Sopheap Tung dédie ses journées à ouvrir la voie à l’émancipation de milliers de femmes marginalisées. Dans ses fonctions au sein du ministère, elle est amenée à superviser la conception et la mise en œuvre de formations professionnelles à grande échelle, elle fait avancer des programmes de formation innovants, gère les installations, les systèmes de dortoirs, la rénovation des écoles, l’achat de matériel et la création de programmes d’études. Elle milite pour le féminisme et crée des opportunités qui libèrent les femmes et par conséquent réduisent la pauvreté.

« Je veux voir plus de femmes formées, autonomes, mieux reconnues sur leur lieu de travail et dans la société »
Sreynov Hoy n’est pas seulement une experte renommée en matière d’aquaculture.

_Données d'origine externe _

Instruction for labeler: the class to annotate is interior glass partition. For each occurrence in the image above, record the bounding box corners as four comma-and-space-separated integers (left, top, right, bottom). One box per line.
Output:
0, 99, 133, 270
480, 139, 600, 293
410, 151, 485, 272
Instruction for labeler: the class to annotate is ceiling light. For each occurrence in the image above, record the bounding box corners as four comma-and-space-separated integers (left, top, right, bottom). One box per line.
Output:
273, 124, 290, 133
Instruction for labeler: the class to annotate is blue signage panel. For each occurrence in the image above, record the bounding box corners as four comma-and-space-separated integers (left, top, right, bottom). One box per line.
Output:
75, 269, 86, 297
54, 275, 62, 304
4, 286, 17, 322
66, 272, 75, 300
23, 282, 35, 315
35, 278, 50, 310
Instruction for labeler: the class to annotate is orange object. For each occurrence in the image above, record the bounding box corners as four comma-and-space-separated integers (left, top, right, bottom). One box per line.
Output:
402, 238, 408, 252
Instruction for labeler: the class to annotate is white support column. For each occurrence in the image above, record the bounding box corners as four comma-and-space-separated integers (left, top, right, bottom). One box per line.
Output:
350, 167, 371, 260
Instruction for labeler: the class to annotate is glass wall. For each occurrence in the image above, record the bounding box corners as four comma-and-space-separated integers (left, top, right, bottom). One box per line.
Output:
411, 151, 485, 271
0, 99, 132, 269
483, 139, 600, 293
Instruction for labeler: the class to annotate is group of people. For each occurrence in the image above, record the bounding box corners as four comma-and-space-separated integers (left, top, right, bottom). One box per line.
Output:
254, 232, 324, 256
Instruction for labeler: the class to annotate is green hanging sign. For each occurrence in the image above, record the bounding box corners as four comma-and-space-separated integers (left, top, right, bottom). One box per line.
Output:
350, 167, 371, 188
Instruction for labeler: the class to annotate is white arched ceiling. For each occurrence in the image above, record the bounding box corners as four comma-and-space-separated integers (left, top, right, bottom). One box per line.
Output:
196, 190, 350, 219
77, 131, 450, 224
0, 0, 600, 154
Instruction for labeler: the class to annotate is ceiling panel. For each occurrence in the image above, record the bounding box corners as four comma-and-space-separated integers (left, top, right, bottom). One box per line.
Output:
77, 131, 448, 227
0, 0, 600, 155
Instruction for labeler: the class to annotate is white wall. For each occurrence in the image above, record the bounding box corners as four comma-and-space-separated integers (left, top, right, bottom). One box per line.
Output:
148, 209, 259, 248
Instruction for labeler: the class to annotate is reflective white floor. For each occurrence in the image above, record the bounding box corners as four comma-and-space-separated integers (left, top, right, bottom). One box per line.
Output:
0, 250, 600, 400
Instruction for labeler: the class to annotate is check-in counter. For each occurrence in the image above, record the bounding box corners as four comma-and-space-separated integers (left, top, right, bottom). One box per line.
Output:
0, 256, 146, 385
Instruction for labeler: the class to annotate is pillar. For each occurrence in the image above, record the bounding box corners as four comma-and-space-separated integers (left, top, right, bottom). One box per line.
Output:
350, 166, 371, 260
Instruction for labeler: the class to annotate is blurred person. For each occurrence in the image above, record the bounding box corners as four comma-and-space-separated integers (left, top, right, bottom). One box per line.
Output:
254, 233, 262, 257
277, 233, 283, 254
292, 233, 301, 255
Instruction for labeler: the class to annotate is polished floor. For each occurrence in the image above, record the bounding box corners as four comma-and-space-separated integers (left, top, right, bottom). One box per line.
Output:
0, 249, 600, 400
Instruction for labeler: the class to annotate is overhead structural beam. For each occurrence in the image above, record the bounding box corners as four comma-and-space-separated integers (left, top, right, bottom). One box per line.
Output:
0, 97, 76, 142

C’est aussi une féministe, qui défend avec ardeur la cause des femmes dans son domaine. Dans le cadre de ses fonctions, elle soutient les formateurs locaux et internationaux en aquaculture mais, au-delà de ce travail, une cause lui tient particulièrement à cœur : la défense de l’égalité des sexes et l’évolution professionnelle des femmes.
« Je veux voir plus de femmes formées, autonomes, mieux reconnues sur le lieu de travail et dans la société », explique-t-elle. « Nous devons lutter contre les stéréotypes sexistes qui dictent quels emplois peuvent être occupés par des femmes et quels autres par des hommes. »
L’approche de Sreynov Hoy dans son travail n’est pas seulement technique. Il ne s’agit pas seulement de faire connaître les pratiques d’aquaculture durable. Il s’agit aussi de faire entendre la voix des femmes dans un secteur dominé par les hommes, de remettre en question et de transformer des normes ainsi qu'une culture du travail obsolètes. Elle soutient les femmes marginalisées qui veulent travailler dans ce domaine, les aide à développer leur identité et à renforcer leur estime de soi. « Je veux que les femmes se défendent, pour qu’à l’avenir elles puissent être indépendantes, et ne pas dépendre uniquement de leur mari ou de leur famille ».
Le groupe AFD, aux côtés de l’Union européenne, soutient le secteur de l’aquaculture et la place des femmes dans ce secteur à travers un projet de 25 millions d’euros. De manière plus large, l’AFD mobilise plus de 110 millions d’euros de projets dans le secteur agricole au Cambodge, avec la volonté continue de soutenir une plus grande place des femmes, à tous niveaux : coopératives, associations de bassin, gouvernance provinciale...
« Ne laissez pas la peur vous entraver. Ne pensez plus aux normes. Les femmes peuvent définir leur propre voie. Elles peuvent contribuer aux dialogues, apporter leurs idées pour construire un monde meilleur et plus égalitaire. »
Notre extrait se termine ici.